Présent
Par Caroline Parmentier
« Elégant », « chic », « accessible à tous publics ». Ce sont les appréciations qui reviennent le plus dans les critiques parisiennes sur le biopic de Jalil Lespert sur Yves Saint Laurent. Il faut avoir vu le réalisme des scènes de sexe homosexuel de ce film et des backrooms répétitives, lourdes, pour se dire que définitivement, on n’est pas du même monde que ces esthètes. La vie d’Adèle est manifestement passé par là. Ce premier avertissement méritant d’être précisé, le film passe en partie à côté de l’œuvre de Saint Laurent.
C’est davantage une historiette, un album d’images autorisées par Pierre Bergé qu’un film inspiré. L’acteur et réalisateur Jalil Lespert a eu l’aval de Pierre Bergé et donc accès aux archives de la Fondation Bergé-Saint Laurent, aux documents, aux robes, croquis, témoignages, contrairement à Bertrand Bonello dont le Saint Laurent sort en mai. Une guerre qui aura duré deux ans, entre un film (celui de Bonello) dont l’annonce a rendu fou de rage Pierre Bergé, qui n’avait pas été consulté au préalable et qui en riposte à un scénario qu’il n’avait pas lu (et pour cause, il était en train de s’écrire) a poussé de toutes ses forces un second projet, une historiographie officielle de sa vie aux côtés de Saint Laurent, réalisée par Lespert.
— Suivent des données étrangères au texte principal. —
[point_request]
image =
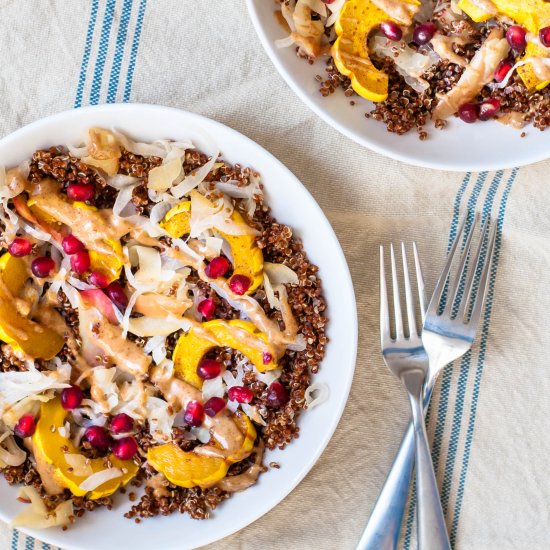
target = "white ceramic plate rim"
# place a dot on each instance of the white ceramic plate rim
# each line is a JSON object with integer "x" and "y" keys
{"x": 337, "y": 402}
{"x": 535, "y": 154}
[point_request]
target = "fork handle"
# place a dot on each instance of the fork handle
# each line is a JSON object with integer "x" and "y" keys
{"x": 432, "y": 531}
{"x": 384, "y": 525}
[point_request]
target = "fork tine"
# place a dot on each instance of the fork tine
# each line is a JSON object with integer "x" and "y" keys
{"x": 455, "y": 286}
{"x": 411, "y": 319}
{"x": 384, "y": 309}
{"x": 420, "y": 283}
{"x": 483, "y": 283}
{"x": 399, "y": 334}
{"x": 438, "y": 292}
{"x": 468, "y": 286}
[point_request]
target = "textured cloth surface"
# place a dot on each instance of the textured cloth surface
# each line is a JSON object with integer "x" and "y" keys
{"x": 489, "y": 417}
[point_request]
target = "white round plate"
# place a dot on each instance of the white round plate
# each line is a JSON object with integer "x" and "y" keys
{"x": 291, "y": 204}
{"x": 459, "y": 147}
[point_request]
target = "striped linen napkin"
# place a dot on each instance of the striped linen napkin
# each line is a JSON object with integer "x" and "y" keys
{"x": 489, "y": 416}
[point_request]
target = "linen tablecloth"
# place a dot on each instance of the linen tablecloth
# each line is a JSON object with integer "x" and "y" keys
{"x": 489, "y": 418}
Le haut patronage de Bergé gêne plutôt le film aux entournures. Jalil Lespert a donné le beau rôle à Pierre Bergé (parfait de tendresse, d’abnégation, d’intelligence affairiste, sorte d’amant sacrificiel et admirable) tandis que Saint Laurent génie visionnaire, est impossible, maniaco-dépressif, nous explique-t-on. En effet montrer un homosexuel se laisser aller à une telle déchéance (racolage, cocaïne, alcool, débauche), est-il vraiment acceptable politiquement (correct) parlant, s’il n’est pas malade ? Il faut faire attention.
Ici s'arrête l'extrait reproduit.